As vezes sinto como se faltasse algo de mim, e a cada dia que passa essa parte faltando aumenta. É como se morresse enquanto eu durmo, caísse da cama e sumisse no carpete do quarto direto para um outro mundo que eu não sei qual. Mas gostaria de saber. Gostaria de ver. Gostaria de ir para lá.

Sonhos, deveres, tarefas... Tudo parece tão distante, tão escuro e tão borrado como se fossem um sonho antigo que forço para lembrar. Dói pensar, dói forçar. Mas ninguém mais liga, ninguém mais quer saber o que eu quero, ou sonho, além de uma folha de papel amarelada que insisto em chamar de "Diário". Aquilo não é um diário, uma vez que não escrevo mais todos os dias. Só escrevo quando está insuportável e não cabe mais no meu peito, e eu preciso colocar para fora antes que me consuma.

Está me consumindo. Parece uma doença grave, uma ferida que não sara e apenas aumenta - mesmo que eu não toque nela por anos. Ninguém mais vê, mas eu sim. Sempre que olho no espelho, sempre que procuro algo em mim para gostar e sempre que alguém me elogia - eu não a vejo, eu a sinto queimar dentro de mim.

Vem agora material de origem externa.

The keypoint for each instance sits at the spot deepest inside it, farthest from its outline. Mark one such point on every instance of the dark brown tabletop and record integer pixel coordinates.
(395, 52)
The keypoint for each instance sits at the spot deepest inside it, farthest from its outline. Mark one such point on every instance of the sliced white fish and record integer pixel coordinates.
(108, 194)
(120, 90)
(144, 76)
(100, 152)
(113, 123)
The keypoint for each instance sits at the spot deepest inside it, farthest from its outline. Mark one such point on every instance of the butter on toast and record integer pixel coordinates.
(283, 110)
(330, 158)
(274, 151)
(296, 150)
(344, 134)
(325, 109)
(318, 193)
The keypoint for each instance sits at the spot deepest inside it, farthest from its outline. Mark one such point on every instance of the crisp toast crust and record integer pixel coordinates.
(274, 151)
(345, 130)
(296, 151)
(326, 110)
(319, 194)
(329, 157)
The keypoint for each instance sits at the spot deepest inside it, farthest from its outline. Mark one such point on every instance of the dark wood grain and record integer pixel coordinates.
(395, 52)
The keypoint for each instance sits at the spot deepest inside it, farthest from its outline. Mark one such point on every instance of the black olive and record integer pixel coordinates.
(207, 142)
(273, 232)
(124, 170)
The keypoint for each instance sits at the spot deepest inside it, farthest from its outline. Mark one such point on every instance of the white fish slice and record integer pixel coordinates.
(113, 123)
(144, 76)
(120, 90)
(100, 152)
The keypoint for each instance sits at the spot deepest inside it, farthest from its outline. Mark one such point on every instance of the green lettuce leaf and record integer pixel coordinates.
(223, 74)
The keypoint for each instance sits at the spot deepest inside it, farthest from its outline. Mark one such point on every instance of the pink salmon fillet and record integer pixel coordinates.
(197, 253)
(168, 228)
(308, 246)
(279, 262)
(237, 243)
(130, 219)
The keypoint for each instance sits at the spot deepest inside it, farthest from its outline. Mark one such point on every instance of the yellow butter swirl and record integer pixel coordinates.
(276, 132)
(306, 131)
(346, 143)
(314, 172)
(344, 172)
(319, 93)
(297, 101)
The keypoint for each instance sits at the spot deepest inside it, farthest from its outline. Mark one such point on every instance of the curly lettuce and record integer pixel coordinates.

Música desliga o mundo, livros são meu avião para fora desse lugar tão escuro e sombrio que chamo de mente. Lá ele não pode me atingir, o botão de autodestruição não pode ser tocado. Eu sou intocável naquele lugar meu, no meu mundinho e cada vez mais estou presa nele. Cada vez mais quero viver nele.

Quem sabe um dia eu vá, e quem sabe esse dia esteja mais perto do que longe. Eu não sei quanto tempo aguentarei, mas estou aqui.

Eu ainda estou aqui. Sozinha. Mas estou.